Facing imminent doom, Pitis was paralyzed. The most proactive thing he could think of to do was to call Corbulo for help. Having never liked Pitis to begin with, Corbulo took his sweet time gathering a relief force, but when the reports became sufficiently dire, he marched out half the men at his disposal and attempted to reach the besieged legions in time, but he would arrive too late. While enroute, Pitis had given up and surrendered to Volgases. The terms of the surrender were humiliating for Rome. The Parthian king demanded that the defeated army build him a bridge across a nearby river so his entourage could march over it victoriously. Then, according to some sources, he allowed the Romans to leave only after marching them under the yoke, which, as you recall from the Battle of the Coligne Gate during the Samnite Wars, was about as humiliating as it gets. The remnants of Pitis's army met up with the approaching legions led by Corbulo, and despite Pitis's pleas to keep fighting, Corbulo refused and led the whole force back to Syria, unwilling to risk getting entangled with the Parthians at a time and place of their choosing.
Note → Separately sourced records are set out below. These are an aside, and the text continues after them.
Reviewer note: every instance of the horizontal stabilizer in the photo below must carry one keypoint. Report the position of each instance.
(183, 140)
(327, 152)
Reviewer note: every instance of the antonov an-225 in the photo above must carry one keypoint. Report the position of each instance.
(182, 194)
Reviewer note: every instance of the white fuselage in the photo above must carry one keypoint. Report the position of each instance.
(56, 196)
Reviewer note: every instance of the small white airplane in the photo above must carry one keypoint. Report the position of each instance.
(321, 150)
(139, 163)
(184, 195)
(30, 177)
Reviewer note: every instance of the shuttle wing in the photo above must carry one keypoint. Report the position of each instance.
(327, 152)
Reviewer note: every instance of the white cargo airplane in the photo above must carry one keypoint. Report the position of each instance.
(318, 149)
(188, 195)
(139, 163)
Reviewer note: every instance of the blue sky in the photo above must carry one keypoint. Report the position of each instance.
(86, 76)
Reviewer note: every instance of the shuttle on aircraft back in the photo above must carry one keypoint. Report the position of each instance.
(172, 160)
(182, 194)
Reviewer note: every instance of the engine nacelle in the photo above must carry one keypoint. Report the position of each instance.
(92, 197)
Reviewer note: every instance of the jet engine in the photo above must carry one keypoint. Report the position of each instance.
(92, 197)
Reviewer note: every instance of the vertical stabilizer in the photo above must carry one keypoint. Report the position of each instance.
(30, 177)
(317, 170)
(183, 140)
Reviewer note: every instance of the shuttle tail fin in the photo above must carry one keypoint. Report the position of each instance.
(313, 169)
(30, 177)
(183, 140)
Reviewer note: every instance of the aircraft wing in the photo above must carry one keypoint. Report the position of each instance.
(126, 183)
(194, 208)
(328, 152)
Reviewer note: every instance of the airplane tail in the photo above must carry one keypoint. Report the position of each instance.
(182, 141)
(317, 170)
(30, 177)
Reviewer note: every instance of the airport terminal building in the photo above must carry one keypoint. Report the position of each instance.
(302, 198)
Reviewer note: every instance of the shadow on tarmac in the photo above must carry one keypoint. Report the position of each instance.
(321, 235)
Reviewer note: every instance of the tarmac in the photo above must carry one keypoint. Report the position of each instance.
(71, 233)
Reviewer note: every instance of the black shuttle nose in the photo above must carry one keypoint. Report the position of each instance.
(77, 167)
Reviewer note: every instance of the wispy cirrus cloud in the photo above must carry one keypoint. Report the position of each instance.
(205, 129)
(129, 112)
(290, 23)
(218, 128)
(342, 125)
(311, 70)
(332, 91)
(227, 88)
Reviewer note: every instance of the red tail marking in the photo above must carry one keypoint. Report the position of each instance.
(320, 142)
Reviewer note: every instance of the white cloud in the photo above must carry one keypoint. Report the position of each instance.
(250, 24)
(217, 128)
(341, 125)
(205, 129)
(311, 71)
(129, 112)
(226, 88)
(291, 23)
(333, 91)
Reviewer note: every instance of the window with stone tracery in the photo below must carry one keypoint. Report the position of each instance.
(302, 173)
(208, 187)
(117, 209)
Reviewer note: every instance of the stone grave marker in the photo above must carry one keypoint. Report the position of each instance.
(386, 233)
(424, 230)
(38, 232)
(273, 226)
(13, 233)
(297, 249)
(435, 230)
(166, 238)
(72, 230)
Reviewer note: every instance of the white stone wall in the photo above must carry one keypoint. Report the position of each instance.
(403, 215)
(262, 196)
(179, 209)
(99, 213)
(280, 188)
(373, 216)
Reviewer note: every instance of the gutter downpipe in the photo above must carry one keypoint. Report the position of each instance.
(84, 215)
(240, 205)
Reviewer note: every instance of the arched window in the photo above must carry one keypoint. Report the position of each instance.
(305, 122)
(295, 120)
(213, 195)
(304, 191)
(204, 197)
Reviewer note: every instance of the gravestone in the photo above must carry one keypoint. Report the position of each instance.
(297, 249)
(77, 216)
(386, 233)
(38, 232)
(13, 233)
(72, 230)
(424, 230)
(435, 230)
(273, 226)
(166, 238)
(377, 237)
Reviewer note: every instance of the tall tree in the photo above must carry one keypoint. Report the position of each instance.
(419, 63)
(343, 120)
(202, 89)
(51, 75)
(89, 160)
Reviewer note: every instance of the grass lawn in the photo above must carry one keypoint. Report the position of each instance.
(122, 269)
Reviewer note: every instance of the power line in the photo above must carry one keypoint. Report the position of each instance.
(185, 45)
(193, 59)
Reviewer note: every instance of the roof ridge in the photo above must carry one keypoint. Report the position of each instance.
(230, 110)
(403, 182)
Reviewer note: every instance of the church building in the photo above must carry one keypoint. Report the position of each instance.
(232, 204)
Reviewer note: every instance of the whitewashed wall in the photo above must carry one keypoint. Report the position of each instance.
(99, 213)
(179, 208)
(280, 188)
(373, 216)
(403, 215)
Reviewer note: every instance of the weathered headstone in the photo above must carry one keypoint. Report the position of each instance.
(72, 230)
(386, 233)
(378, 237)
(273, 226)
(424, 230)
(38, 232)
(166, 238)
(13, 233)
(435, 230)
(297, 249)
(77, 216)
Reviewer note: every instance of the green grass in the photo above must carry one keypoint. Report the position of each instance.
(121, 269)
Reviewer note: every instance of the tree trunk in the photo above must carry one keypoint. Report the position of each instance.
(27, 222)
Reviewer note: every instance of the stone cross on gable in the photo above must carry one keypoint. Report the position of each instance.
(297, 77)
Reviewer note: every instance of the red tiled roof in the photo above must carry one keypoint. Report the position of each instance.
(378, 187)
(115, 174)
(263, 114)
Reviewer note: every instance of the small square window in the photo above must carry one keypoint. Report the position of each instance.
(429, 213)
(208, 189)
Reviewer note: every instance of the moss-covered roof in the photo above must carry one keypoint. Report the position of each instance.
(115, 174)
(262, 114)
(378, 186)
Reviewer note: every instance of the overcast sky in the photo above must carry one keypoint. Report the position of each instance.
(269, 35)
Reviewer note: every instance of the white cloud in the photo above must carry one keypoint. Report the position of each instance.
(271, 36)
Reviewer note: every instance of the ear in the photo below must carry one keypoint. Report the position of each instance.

Having driven the Romans out of Armenia, Volgases sent envoys to Rome to work out a new peace accord. When the envoys arrived though, Nero and the Senate were shocked to discover the magnitude of Pitis's defeat. Though he had been communicating his ever-worsening position to Corbulo, Pitis had continued to send cheerful letters back to Rome, acting as if nothing was amiss. So when Parthian envoys showed up with news of Roman legions marching out under the yoke, the leaders of Rome had trouble fitting this revelation into their heads. For God's sake, the triumphal arch marking the defeat of the Parthians in Armenia was already halfway constructed. What are we supposed to do with a halfway built triumphal arch? Turn it into a giant swing set? Pitis was immediately recalled to Rome, and Corbulo was given emergency imperium over the entire Eastern Empire. His job was to whip the Parthians and make sure that it stuck this time.
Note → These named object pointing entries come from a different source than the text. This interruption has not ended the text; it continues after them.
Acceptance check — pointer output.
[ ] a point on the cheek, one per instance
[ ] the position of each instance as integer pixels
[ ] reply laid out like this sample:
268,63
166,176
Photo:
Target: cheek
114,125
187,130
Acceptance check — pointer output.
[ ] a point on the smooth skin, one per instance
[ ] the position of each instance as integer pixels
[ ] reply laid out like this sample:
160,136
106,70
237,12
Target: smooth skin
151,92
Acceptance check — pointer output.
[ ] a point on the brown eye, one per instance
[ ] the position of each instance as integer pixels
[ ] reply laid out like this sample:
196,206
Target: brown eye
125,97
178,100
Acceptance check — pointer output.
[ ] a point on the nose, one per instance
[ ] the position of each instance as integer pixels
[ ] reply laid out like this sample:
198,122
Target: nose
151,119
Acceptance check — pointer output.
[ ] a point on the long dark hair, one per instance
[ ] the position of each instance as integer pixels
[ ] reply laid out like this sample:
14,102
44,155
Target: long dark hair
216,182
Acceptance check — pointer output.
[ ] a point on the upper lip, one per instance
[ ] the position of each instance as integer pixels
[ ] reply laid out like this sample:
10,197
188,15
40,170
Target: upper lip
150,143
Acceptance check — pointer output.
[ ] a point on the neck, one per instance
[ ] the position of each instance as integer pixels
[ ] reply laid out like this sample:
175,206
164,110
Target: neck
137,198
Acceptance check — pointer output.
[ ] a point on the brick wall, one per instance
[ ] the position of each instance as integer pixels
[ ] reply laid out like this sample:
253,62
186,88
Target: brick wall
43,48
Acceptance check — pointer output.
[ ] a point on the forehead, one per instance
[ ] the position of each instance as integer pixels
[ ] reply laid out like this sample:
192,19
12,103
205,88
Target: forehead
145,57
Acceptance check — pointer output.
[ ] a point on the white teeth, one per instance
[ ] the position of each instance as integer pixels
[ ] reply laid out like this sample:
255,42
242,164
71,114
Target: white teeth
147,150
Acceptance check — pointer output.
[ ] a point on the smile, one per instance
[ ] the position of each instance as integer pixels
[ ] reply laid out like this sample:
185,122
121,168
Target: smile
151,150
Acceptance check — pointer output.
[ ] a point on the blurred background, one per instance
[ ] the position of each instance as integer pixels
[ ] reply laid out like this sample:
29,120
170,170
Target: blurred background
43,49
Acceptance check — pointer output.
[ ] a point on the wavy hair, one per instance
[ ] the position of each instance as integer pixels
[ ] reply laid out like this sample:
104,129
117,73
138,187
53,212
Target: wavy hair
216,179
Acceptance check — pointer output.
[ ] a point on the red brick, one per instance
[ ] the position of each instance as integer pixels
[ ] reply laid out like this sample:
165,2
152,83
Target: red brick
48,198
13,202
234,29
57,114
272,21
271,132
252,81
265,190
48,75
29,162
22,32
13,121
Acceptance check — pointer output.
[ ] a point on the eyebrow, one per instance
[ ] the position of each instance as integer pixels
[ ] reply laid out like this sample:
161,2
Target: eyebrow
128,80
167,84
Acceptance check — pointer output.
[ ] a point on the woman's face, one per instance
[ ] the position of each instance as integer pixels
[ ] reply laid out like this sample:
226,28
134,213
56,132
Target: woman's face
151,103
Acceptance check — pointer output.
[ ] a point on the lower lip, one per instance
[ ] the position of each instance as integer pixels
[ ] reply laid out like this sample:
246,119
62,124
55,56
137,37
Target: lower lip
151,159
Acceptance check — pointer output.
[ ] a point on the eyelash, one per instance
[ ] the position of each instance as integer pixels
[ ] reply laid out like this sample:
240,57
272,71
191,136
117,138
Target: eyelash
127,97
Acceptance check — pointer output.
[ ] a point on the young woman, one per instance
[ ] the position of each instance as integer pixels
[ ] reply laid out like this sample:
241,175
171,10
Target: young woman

Corbulo led a large force out of Syria and into Armenia to do just that, but before a battle could be fought, Volgases sent word that he wanted to deal. He knew full well that Corbulo was not Pitis, and that the Romans would not be taken so easily again. So the two sides met and struck a deal. Henceforth, Parthia would be able to appoint the monarch of Armenia, but their choice had to be ratified by the Roman Emperor. Tiridates then laid his diadem down in front of a statue of Nero the Romans had brought, and swore not to put it back upon his head until Nero had placed it there. In 66 AD, Tiridates then did travel to Rome to meet with the Emperor and accept his crown. Nero threw a huge party and made a big to-do about his right to crown the king of Armenia, but critics within the Senate and beyond believed the Emperor had done nothing less than hand Armenia over to the Parthians. Ratify the candidate that they nominate? What great power is that? But defenders of Nero saw it as a practical move that averted all-out war with the one power big enough to really challenge Rome. In closing out the ceremony, Nero even went so far as to close the rarely closed gates of the Temple of Janus, which signaled the arrival of universal peace.
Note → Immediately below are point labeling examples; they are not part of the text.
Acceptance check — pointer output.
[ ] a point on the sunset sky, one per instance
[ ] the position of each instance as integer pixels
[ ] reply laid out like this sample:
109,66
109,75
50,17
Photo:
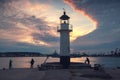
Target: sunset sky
31,25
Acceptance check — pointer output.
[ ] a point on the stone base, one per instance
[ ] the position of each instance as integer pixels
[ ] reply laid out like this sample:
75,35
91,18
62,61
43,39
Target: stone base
57,65
65,61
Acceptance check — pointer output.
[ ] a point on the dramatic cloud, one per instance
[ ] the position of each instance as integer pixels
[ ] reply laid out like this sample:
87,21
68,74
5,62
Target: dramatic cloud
106,13
17,26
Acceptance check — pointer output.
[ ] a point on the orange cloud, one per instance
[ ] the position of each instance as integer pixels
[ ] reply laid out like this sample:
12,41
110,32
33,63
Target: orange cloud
71,3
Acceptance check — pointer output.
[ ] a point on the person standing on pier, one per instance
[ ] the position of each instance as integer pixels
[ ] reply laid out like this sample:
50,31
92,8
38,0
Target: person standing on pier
32,63
10,64
87,60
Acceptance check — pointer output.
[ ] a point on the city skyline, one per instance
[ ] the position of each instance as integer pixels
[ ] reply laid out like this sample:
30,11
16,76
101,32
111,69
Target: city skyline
31,25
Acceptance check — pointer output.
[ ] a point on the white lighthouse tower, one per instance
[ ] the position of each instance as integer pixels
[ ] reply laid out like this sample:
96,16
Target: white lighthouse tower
64,30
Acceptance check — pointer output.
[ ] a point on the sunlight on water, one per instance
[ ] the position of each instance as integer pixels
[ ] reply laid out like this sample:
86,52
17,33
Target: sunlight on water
81,59
24,62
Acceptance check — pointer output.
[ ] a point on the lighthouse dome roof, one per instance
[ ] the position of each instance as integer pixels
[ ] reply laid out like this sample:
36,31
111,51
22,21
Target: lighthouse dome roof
64,16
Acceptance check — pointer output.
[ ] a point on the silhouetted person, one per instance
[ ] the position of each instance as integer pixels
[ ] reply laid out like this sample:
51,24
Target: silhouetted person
10,64
32,63
87,60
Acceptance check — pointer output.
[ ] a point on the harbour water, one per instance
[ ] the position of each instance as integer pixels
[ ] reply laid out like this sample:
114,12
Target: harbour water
24,62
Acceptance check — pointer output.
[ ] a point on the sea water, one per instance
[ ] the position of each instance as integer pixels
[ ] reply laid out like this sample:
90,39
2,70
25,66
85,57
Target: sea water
24,62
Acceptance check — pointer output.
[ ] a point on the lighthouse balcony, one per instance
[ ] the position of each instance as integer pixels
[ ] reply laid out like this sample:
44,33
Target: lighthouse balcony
68,28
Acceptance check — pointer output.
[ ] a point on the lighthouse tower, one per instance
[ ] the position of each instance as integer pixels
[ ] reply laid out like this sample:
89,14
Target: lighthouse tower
64,30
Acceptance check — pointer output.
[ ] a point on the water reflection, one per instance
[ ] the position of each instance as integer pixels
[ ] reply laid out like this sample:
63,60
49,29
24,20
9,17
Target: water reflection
24,62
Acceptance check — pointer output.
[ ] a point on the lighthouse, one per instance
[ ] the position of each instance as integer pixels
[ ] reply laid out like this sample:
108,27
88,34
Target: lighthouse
65,28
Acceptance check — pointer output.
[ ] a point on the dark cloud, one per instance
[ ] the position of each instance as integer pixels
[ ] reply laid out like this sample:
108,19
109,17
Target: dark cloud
15,23
106,13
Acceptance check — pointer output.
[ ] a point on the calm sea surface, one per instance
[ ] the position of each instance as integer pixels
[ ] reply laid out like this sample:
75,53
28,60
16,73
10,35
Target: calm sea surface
24,62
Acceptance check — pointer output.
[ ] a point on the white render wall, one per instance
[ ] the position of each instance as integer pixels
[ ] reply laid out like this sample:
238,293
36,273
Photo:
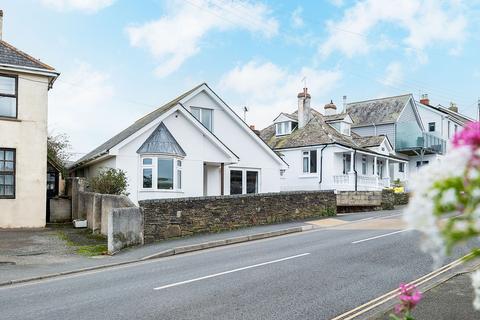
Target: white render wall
28,136
200,150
Universal peace, though, never lasts long. Next week, just months after the gates swing shut, they will be opened again. The always simmering province of Judea will finally boil over, leading to what is now known as the Great Jewish Revolt. The historical implications of this brief conflict were vast, as the Romans both destroyed the Temple of Jerusalem and triggered a diaspora of Jews out of the east, with the survivors of the revolt fleeing to communities across the empire, which sowed the seeds for so much medieval and modern tension between Jew and Gentile.